# Filter Module Tutorial

The `filter` module provides a set of tools for filtering and identifying tokens within spaCy `Doc` objects. Filters allow you to identify specific types of tokens (such as words, Roman numerals, or stop words) and work with the matched results. This is useful for preprocessing, analysis, and text transformation tasks.

## Basic Concepts

Lexos filters are built around the concept of matching tokens based on specific criteria. Each filter:

1. Accepts a spaCy `Doc` object
2. Uses a spaCy `Matcher` to identify tokens matching certain criteria
3. Returns a modified document or provides access to matched tokens

The standard output is either a filtered spaCy `Doc` or lists of matched token IDs, allowing flexible use of the results.

We'll demonstrate the basic procedure for using filters below by importing the `IsWordFilter` class. This class identifies tokens that are words (as opposed to other symbols) and creates a new `Token` attribute `._.is_word` indicating whether the token is a word.

In [None]:
# Import the desired filter class
from lexos.filter import IsWordFilter

# Create a spaCy doc from your text
from lexos.tokenizer import Tokenizer

tokenizer = Tokenizer(model="en_core_web_sm")
doc = tokenizer.make_doc("Hello, world! This is a test.")

# Create an instance of a filter
word_filter = IsWordFilter()

# Apply the filter to the doc
filtered_doc = word_filter(doc)

# Display whether tokens are word
for token in filtered_doc:
    if token._.is_word:
        print(f"'{token.text}' is a word")
    else:
        print(f"'{token.text}' is not a word")


The `IsWordFilter` has built in a specific definition of what constitutes a "word". The token must not be a space, a punctuation mark, a digit, or a Roman numeral.
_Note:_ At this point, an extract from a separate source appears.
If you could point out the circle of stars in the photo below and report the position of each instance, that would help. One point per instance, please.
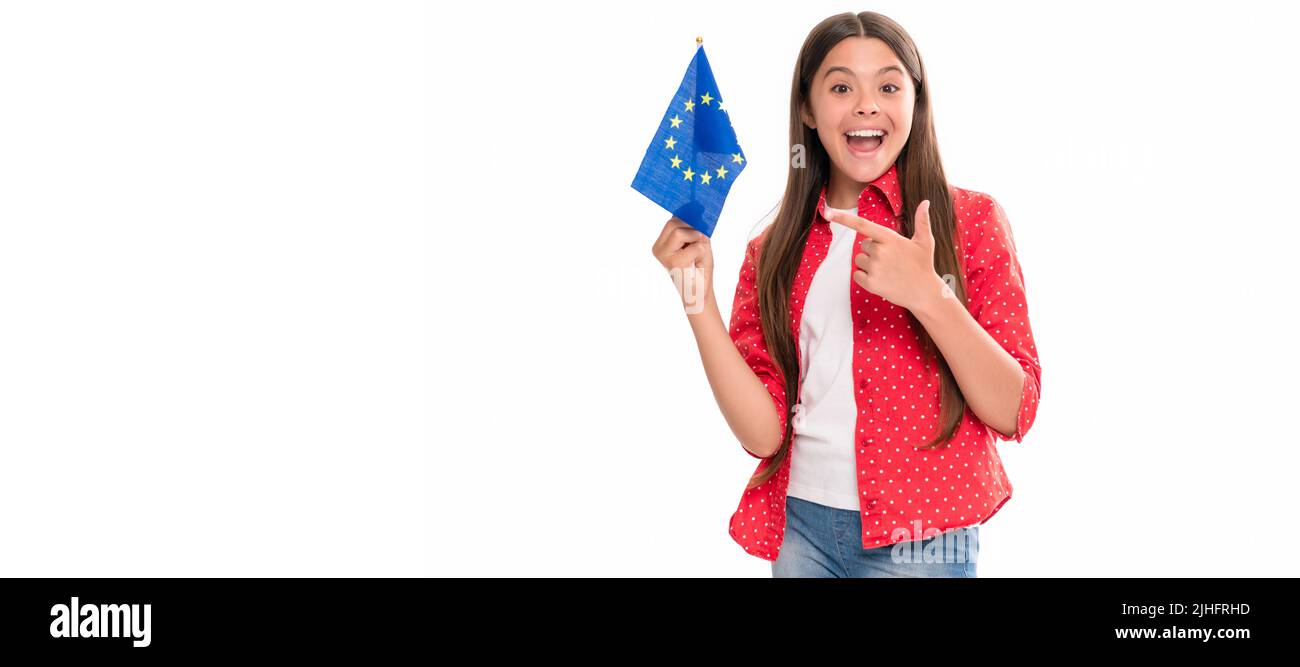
(670, 143)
This definition may not meet your requirements, so you can customise the behaviour with the following parameters.

- `exclude` (list[str] | str, optional): Patterns to exclude from being considered words (default: [" ", "\n"])
- `exclude_digits` (bool, optional): If True, numeric tokens will not be treated as words (default: False)
- `exclude_roman_numerals` (bool, optional): If True, Roman numerals (capital letters only) will not be treated as words (default: False)
- `exclude_pattern` (list[str] | str, optional): Additional regex patterns to exclude

Here is a more complex example:

In [None]:
# Re-import classes if needed
from lexos.tokenizer import Tokenizer
from lexos.filter import IsWordFilter

tokenizer = Tokenizer(model="en_core_web_sm")
doc = tokenizer.make_doc("Hello, world! 123 and IV are not words.")

# Create a filter with specific options
word_filter = IsWordFilter(exclude_digits=True, exclude_roman_numerals=False)
filtered_doc = word_filter(doc)

# Use matched_tokens instead of matches
print(f"Matched tokens: {[token.text for token in word_filter.matched_tokens]}")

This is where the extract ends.